If chasing feels awkward (and it does for most people), automate it. Most invoicing apps can send reminders automatically. You set the schedule once and forget about it.
Mistake 4: Unclear Descriptions
An invoice that says "plumbing work — £480" tells the customer nothing. What did they get for that money? If they query it, you're digging through texts trying to remember what you did three weeks ago.
Be specific. Break it down:
Supply and fit thermostatic mixer shower — £280
Replace leaking isolation valve under kitchen sink — £65
Materials (shower unit, valve, fittings) — £135
This does two things. It justifies the price, so the customer feels they got value. And it protects you if there's ever a dispute about what was included.
Some tradespeople send invoices by voice note — telling an AI assistant like Gaffer what they did, and having it create and send the invoice automatically. You describe the work in plain English, and a proper itemised invoice goes out with a payment link. Quicker than typing it yourself and you can do it while driving to the next job.
Mistake 5: Not Tracking What's Owed
If you can't tell me right now, off the top of your head, exactly how much you're owed and by whom — you've got a tracking problem.

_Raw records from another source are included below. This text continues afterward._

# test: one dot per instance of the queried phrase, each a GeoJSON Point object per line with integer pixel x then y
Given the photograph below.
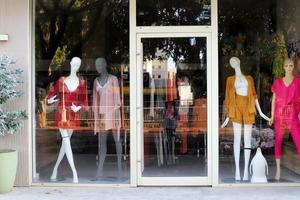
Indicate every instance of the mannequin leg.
{"type": "Point", "coordinates": [102, 150]}
{"type": "Point", "coordinates": [61, 154]}
{"type": "Point", "coordinates": [277, 175]}
{"type": "Point", "coordinates": [247, 149]}
{"type": "Point", "coordinates": [119, 152]}
{"type": "Point", "coordinates": [237, 148]}
{"type": "Point", "coordinates": [59, 159]}
{"type": "Point", "coordinates": [69, 153]}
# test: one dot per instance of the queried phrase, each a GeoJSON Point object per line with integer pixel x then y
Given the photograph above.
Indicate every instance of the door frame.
{"type": "Point", "coordinates": [170, 181]}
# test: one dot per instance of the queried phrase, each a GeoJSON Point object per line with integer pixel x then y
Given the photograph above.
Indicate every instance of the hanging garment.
{"type": "Point", "coordinates": [287, 109]}
{"type": "Point", "coordinates": [65, 99]}
{"type": "Point", "coordinates": [160, 87]}
{"type": "Point", "coordinates": [200, 113]}
{"type": "Point", "coordinates": [171, 88]}
{"type": "Point", "coordinates": [152, 89]}
{"type": "Point", "coordinates": [106, 105]}
{"type": "Point", "coordinates": [170, 115]}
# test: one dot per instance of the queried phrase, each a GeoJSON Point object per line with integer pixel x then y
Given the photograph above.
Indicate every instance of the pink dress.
{"type": "Point", "coordinates": [106, 105]}
{"type": "Point", "coordinates": [78, 97]}
{"type": "Point", "coordinates": [287, 108]}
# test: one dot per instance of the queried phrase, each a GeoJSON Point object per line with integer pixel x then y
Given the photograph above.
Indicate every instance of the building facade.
{"type": "Point", "coordinates": [138, 93]}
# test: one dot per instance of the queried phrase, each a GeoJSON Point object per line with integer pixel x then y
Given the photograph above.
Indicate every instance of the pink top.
{"type": "Point", "coordinates": [77, 97]}
{"type": "Point", "coordinates": [106, 104]}
{"type": "Point", "coordinates": [287, 100]}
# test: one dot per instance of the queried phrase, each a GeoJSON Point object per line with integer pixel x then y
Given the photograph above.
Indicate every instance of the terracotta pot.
{"type": "Point", "coordinates": [8, 169]}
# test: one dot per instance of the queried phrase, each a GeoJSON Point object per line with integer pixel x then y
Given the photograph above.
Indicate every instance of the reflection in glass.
{"type": "Point", "coordinates": [173, 13]}
{"type": "Point", "coordinates": [175, 107]}
{"type": "Point", "coordinates": [87, 29]}
{"type": "Point", "coordinates": [261, 34]}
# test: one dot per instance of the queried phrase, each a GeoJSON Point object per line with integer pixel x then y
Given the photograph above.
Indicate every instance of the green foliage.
{"type": "Point", "coordinates": [59, 58]}
{"type": "Point", "coordinates": [10, 122]}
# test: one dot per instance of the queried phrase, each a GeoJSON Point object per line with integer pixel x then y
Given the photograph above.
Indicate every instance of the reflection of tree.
{"type": "Point", "coordinates": [73, 23]}
{"type": "Point", "coordinates": [183, 51]}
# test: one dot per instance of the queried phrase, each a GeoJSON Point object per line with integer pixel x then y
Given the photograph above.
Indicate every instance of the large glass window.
{"type": "Point", "coordinates": [175, 107]}
{"type": "Point", "coordinates": [255, 37]}
{"type": "Point", "coordinates": [173, 13]}
{"type": "Point", "coordinates": [82, 91]}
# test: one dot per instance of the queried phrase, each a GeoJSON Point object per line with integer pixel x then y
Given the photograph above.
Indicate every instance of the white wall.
{"type": "Point", "coordinates": [15, 21]}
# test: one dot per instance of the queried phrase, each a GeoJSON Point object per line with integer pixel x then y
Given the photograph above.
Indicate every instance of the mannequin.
{"type": "Point", "coordinates": [72, 93]}
{"type": "Point", "coordinates": [240, 103]}
{"type": "Point", "coordinates": [259, 168]}
{"type": "Point", "coordinates": [285, 110]}
{"type": "Point", "coordinates": [106, 109]}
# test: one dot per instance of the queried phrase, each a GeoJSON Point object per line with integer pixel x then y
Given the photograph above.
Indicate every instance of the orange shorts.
{"type": "Point", "coordinates": [242, 115]}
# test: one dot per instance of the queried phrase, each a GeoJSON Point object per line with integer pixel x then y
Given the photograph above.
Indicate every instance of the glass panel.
{"type": "Point", "coordinates": [175, 111]}
{"type": "Point", "coordinates": [94, 141]}
{"type": "Point", "coordinates": [260, 34]}
{"type": "Point", "coordinates": [173, 13]}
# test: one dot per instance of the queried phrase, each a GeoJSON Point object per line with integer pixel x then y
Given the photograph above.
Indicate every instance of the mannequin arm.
{"type": "Point", "coordinates": [52, 100]}
{"type": "Point", "coordinates": [225, 122]}
{"type": "Point", "coordinates": [251, 168]}
{"type": "Point", "coordinates": [272, 109]}
{"type": "Point", "coordinates": [260, 112]}
{"type": "Point", "coordinates": [75, 108]}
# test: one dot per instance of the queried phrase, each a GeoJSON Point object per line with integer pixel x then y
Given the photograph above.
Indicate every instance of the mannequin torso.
{"type": "Point", "coordinates": [241, 85]}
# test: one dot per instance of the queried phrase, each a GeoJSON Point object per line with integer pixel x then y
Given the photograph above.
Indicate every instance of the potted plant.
{"type": "Point", "coordinates": [10, 122]}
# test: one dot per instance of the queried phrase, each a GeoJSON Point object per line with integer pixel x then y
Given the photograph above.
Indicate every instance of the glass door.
{"type": "Point", "coordinates": [173, 109]}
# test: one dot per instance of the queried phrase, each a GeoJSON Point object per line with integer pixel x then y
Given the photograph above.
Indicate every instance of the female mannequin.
{"type": "Point", "coordinates": [240, 103]}
{"type": "Point", "coordinates": [285, 110]}
{"type": "Point", "coordinates": [106, 109]}
{"type": "Point", "coordinates": [72, 93]}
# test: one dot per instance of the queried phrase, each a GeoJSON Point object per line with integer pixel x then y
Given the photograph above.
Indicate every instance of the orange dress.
{"type": "Point", "coordinates": [78, 97]}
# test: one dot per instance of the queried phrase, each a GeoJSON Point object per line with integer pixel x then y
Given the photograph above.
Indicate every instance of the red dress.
{"type": "Point", "coordinates": [78, 97]}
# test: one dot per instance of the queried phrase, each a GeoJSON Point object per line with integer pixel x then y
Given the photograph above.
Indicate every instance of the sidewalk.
{"type": "Point", "coordinates": [155, 193]}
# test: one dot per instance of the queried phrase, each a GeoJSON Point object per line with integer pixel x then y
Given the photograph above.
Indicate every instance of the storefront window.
{"type": "Point", "coordinates": [82, 91]}
{"type": "Point", "coordinates": [255, 37]}
{"type": "Point", "coordinates": [173, 13]}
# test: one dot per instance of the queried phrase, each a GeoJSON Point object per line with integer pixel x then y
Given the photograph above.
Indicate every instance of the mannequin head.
{"type": "Point", "coordinates": [235, 62]}
{"type": "Point", "coordinates": [100, 65]}
{"type": "Point", "coordinates": [75, 64]}
{"type": "Point", "coordinates": [288, 66]}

It doesn't matter whether you use a spreadsheet, an app, or a notebook. You need to know at all times: who owes you money, how much, and how long it's been outstanding. Without that, invoices slip through the cracks and money goes uncollected.
Every Sunday evening, spend ten minutes going through your invoices. Mark off what's been paid, flag what hasn't, and make a plan to chase anything overdue. Ten minutes a week could recover hundreds in forgotten invoices.
The Bigger Picture
Invoicing isn't exciting. Nobody got into the trades to do admin. But the tradespeople who make the most money aren't always the most skilled — they're the ones who get paid quickly and consistently.
Pick one thing from this list and fix it this week. Just one. If you're not invoicing same day, start doing that. If you haven't got a payment link, set one up tonight. Small changes to your invoicing process add up to thousands over a year.